Big Dog, this might affect you.

New rules ban dumping rigs at sea
Source: The Scotsman
Publication date: 2000-08-21

BRITAIN will today become the first European country to ban dumping oil and gas rigs at sea.
New rules to be issued by the government in the wake of the Brent Spar controversy five years ago will seek to protect the marine environment by insisting that the vast bulk of off-shore installations should be returned to the UK for dismantling or recycling when they have reached the end of their working life.

In future, oil and gas companies which want to cease operations in UK waters will be required to submit a detailed de-commissioning programme to the Department of Trade and Industry for approval. The move takes the matter out of private hands and makes the company accountable to the government.

Ministers are expected to oppose leaving platforms in place above sea-level, but will have discretion to allow concrete foundations to remain under the water where these may be particularly difficult to remove.
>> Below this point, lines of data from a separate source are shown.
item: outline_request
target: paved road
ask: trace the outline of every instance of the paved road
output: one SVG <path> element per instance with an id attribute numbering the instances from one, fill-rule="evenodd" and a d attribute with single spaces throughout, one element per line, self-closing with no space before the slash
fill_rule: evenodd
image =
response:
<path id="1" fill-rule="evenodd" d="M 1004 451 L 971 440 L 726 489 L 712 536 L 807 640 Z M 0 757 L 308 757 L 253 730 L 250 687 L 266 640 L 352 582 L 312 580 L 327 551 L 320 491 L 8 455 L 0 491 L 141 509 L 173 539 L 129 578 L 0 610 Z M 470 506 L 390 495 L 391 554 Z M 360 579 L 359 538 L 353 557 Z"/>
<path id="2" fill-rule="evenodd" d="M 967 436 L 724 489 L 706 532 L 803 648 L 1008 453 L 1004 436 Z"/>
The Chancellor, Gordon Brown, is offering tax relief through capital allowances to encourage oil and gas operators to recycle dismantled installations and pipelines by making them available for re-use.
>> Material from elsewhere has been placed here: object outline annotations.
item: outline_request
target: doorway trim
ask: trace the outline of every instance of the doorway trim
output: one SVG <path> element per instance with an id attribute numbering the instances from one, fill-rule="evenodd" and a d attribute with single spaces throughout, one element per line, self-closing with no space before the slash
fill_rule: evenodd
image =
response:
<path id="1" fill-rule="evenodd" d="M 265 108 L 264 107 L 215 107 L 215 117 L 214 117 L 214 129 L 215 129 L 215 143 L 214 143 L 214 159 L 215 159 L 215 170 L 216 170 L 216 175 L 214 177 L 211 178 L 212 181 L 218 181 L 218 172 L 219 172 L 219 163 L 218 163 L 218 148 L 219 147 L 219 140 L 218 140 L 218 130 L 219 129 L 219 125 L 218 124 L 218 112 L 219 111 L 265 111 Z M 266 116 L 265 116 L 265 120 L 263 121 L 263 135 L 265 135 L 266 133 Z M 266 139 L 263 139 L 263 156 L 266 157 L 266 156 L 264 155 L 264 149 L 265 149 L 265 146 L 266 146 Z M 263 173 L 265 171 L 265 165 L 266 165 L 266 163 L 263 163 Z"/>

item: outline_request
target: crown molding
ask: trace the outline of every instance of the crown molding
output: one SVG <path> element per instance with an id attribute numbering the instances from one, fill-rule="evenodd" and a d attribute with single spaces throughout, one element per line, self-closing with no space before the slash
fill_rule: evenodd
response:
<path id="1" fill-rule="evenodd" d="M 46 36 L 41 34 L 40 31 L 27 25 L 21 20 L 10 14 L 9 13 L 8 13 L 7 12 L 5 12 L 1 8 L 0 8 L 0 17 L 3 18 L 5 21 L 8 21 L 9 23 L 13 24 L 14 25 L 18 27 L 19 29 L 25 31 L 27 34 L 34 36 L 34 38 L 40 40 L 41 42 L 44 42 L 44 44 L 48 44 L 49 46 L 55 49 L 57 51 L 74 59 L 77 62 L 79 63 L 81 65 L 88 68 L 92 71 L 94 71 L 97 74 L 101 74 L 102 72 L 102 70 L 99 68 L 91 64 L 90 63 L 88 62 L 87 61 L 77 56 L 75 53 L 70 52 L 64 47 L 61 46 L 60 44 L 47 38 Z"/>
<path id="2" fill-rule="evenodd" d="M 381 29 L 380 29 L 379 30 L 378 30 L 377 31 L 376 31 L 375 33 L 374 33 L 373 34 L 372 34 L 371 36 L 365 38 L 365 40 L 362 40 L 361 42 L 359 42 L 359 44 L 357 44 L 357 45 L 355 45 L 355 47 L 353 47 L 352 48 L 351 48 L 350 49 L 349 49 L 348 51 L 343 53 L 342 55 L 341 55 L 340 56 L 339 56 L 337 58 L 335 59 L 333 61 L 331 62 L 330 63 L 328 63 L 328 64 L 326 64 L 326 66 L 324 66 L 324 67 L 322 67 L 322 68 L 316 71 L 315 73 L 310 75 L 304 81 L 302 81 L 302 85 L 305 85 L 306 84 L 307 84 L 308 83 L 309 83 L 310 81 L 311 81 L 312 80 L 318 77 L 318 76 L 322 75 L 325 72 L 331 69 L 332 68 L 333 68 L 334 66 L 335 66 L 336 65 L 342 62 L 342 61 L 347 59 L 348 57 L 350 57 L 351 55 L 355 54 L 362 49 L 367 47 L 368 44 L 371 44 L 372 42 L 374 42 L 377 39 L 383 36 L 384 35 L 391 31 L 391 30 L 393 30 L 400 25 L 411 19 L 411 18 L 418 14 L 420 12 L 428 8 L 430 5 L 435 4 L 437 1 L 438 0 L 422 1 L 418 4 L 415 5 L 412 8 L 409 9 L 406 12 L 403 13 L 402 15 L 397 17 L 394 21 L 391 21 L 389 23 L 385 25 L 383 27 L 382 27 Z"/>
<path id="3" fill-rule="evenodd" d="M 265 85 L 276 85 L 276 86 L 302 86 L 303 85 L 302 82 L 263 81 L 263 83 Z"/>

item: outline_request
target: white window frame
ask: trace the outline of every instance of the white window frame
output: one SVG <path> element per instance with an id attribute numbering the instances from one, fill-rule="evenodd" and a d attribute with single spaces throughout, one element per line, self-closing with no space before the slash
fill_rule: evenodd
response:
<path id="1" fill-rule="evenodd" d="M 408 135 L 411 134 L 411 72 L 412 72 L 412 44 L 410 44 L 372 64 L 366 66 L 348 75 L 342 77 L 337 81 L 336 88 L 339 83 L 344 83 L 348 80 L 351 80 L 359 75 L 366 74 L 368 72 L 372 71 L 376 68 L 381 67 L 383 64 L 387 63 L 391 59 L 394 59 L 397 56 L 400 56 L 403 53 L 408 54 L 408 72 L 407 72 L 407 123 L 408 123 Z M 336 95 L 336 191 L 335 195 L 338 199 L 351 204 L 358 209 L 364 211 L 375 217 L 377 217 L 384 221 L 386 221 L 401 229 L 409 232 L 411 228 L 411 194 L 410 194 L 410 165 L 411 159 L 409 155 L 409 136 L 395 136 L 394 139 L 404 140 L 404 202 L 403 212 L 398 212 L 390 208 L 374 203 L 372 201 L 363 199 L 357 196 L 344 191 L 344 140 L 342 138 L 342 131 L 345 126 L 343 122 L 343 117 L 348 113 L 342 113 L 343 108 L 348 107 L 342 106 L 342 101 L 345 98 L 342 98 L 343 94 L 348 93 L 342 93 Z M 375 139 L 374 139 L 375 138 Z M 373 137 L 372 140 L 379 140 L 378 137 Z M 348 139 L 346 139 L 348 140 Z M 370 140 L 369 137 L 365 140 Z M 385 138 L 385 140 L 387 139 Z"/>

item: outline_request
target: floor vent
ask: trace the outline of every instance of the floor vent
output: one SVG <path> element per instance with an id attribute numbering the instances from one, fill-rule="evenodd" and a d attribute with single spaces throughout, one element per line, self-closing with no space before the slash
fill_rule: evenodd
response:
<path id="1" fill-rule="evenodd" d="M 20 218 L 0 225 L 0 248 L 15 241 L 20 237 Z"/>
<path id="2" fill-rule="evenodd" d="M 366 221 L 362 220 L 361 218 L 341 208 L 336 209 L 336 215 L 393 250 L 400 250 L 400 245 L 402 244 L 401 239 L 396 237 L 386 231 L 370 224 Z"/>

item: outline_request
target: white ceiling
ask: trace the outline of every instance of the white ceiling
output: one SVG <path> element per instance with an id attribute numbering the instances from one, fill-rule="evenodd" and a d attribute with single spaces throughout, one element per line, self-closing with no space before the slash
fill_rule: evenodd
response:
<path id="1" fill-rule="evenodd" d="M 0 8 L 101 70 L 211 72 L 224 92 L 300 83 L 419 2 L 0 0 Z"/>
Helen Liddell, the energy minister, hailed the package as offering important job opportunities which could keep the UK oil and gas industry going when reserves in the North Sea start to run down.
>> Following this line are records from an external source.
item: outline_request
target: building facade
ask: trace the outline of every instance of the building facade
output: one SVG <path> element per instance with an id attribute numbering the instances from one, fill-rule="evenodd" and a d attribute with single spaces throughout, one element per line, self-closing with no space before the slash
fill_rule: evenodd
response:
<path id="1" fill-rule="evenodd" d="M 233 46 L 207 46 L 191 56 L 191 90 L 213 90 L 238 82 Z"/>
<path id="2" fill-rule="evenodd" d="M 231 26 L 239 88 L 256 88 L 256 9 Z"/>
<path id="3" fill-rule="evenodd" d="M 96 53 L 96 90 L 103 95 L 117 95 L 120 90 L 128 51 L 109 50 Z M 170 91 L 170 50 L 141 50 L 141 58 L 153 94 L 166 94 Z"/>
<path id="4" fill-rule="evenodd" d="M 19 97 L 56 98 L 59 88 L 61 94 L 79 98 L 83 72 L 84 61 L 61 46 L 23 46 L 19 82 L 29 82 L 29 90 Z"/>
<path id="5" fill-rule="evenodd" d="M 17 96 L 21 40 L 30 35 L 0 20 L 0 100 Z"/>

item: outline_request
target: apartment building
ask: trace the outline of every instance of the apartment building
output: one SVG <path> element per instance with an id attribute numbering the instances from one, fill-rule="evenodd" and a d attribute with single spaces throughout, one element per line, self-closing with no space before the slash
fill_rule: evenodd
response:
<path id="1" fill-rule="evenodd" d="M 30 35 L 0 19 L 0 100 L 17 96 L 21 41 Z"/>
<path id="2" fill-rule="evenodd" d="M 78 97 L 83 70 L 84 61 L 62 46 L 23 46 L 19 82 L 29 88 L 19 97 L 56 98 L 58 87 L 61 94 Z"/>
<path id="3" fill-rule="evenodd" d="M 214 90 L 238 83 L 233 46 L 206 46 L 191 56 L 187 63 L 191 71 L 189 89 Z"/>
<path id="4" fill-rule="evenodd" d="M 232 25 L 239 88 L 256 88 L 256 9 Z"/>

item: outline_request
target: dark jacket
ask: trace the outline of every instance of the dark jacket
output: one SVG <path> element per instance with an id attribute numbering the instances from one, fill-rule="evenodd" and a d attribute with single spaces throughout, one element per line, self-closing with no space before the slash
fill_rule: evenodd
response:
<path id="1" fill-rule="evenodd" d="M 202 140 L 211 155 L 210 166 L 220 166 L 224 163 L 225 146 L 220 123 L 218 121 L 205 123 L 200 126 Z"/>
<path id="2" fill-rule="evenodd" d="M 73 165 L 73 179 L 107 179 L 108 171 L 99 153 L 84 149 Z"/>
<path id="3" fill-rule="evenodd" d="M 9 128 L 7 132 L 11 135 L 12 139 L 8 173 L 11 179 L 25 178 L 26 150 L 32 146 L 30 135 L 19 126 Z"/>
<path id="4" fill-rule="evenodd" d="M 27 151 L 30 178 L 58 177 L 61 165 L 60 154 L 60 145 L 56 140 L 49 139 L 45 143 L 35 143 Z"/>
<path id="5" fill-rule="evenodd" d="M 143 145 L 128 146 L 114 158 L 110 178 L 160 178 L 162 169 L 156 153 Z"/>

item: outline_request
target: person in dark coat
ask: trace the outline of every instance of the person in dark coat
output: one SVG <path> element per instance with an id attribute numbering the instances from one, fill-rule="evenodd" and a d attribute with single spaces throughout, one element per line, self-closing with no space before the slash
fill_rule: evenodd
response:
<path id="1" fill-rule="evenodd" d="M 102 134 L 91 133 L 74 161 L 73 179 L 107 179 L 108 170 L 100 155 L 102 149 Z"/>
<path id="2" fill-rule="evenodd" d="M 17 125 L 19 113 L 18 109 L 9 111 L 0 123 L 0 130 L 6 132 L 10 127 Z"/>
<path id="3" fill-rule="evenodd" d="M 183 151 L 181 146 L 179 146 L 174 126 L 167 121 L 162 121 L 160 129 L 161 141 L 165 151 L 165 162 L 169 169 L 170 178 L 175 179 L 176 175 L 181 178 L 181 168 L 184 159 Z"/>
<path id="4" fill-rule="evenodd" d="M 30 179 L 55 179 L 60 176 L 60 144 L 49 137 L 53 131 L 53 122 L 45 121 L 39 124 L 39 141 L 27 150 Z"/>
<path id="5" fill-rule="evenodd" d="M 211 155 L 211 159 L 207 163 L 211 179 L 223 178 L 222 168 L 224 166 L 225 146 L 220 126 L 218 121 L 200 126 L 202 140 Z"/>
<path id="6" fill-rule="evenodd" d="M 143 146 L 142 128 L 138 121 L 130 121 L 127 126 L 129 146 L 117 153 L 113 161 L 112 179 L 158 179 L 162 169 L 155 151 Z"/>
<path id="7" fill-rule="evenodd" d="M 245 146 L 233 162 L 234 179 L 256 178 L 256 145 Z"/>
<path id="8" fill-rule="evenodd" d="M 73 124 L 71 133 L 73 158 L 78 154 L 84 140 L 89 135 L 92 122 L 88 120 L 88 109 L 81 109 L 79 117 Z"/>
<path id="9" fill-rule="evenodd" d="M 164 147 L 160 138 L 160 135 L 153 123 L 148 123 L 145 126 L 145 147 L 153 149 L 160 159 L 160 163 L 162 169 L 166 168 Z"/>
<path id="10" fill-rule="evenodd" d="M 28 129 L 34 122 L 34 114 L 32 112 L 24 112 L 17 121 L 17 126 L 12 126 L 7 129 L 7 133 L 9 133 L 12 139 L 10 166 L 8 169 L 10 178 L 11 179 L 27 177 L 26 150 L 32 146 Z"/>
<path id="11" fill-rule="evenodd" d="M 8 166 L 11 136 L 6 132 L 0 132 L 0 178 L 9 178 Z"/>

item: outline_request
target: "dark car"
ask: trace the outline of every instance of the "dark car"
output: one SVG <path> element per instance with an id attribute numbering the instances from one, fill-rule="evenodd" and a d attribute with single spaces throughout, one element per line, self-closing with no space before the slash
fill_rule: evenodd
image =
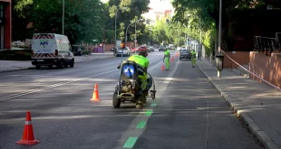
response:
<path id="1" fill-rule="evenodd" d="M 149 49 L 150 51 L 154 51 L 154 48 L 152 46 L 150 46 Z"/>
<path id="2" fill-rule="evenodd" d="M 189 59 L 191 60 L 191 51 L 190 50 L 180 50 L 179 60 Z"/>
<path id="3" fill-rule="evenodd" d="M 149 49 L 146 47 L 146 46 L 141 46 L 138 49 L 138 51 L 146 51 L 147 52 L 149 52 Z"/>

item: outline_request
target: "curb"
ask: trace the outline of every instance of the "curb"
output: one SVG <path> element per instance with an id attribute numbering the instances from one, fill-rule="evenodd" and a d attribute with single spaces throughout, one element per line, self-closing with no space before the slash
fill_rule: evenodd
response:
<path id="1" fill-rule="evenodd" d="M 260 141 L 266 149 L 280 149 L 271 139 L 270 137 L 260 129 L 256 122 L 247 114 L 246 111 L 236 104 L 230 97 L 227 93 L 221 89 L 217 83 L 214 82 L 211 77 L 208 77 L 207 73 L 201 69 L 201 67 L 198 64 L 199 70 L 204 73 L 207 79 L 212 83 L 212 85 L 216 88 L 216 89 L 220 93 L 221 97 L 227 101 L 227 103 L 230 106 L 231 109 L 237 114 L 239 117 L 241 117 L 244 122 L 248 126 L 250 132 L 257 136 L 258 141 Z"/>
<path id="2" fill-rule="evenodd" d="M 86 60 L 86 61 L 77 61 L 75 63 L 81 63 L 81 62 L 86 62 L 86 61 L 92 61 L 102 60 L 102 59 L 109 59 L 109 58 L 113 58 L 113 57 L 114 56 L 106 57 L 106 58 L 97 58 L 97 59 Z M 22 69 L 16 69 L 16 70 L 0 70 L 0 73 L 21 71 L 21 70 L 34 70 L 34 69 L 35 69 L 35 67 L 28 67 L 28 68 L 22 68 Z"/>

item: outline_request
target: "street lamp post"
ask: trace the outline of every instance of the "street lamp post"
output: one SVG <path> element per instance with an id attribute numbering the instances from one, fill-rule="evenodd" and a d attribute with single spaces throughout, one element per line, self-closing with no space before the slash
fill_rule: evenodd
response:
<path id="1" fill-rule="evenodd" d="M 64 35 L 64 0 L 63 0 L 63 35 Z"/>
<path id="2" fill-rule="evenodd" d="M 218 55 L 221 55 L 221 12 L 222 12 L 221 9 L 222 9 L 222 1 L 219 0 L 219 26 L 218 26 Z M 221 70 L 218 70 L 218 78 L 220 78 L 220 75 Z"/>
<path id="3" fill-rule="evenodd" d="M 200 19 L 200 43 L 199 43 L 200 47 L 199 50 L 199 61 L 201 61 L 201 56 L 202 56 L 202 23 L 201 23 L 201 19 Z"/>
<path id="4" fill-rule="evenodd" d="M 115 14 L 115 38 L 114 38 L 114 45 L 116 46 L 116 23 L 117 23 L 117 14 L 118 14 L 118 11 L 120 9 L 127 9 L 127 7 L 120 7 L 116 10 L 116 14 Z"/>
"After 25 years of UK offshore oil production, hydrocarbons continue to flow from the UK continental shelf at record levels," she said on a visit to Stavanger in Norway for the annual Offshore North Sea conference, which opens today.

"By the innovative use of new technology and flexible commercial arrangements, many fields are still in production which were forecast to have closed down long ago.

"But there will come a stage when all our offshore oil and gas fields will reach the end of their economic life and in UK waters this must be managed responsibly."

The introduction of guidance for de-commissioning follows two years of hard bargaining with the industry and green groups over the detailed terms of an international environmental convention banning the toppling or disposal of large structures at sea.

Labour signed up to this in 1998 on the back of the party's promise to prevent any repetition of the environmental outcry that was provoked when Shell UK attempted to dump the redundant Brent Spar oil storage buoy at the bottom of the Atlantic.

The company was forced to abandon its plans in 1995 after Greenpeace activists occupied the 14,500-tonne rig, then moored off Aberdeen, claiming that marine disposal would pollute the sea bed.

Since then Shell UK has successfully cut up the 420-foot buoy and converted it into a quay for the Mekjarvik fjord on the Norwegian coast, near Stavanger.

Now by publishing official guidance, the UK has become the first member of the Commission for the Protection of the Marine Environment of the North East Atlantic to put an effective ban on sea dumping into place.

However, the agreement does allow derogations to be granted in limited cases, for example if operators can demonstrate that it would be difficult to remove from the sea-bed the "footings" of large steel jackets weighing more than 10,000 tonnes.

Mrs Liddell said the de-commissioning of offshore installations was inevitable and the government was determined to handle it in accordance with domestic legislation and international commitments.

A DTI spokesman was unable to say which companies operating in the North Sea would be immediately affected by the new rules.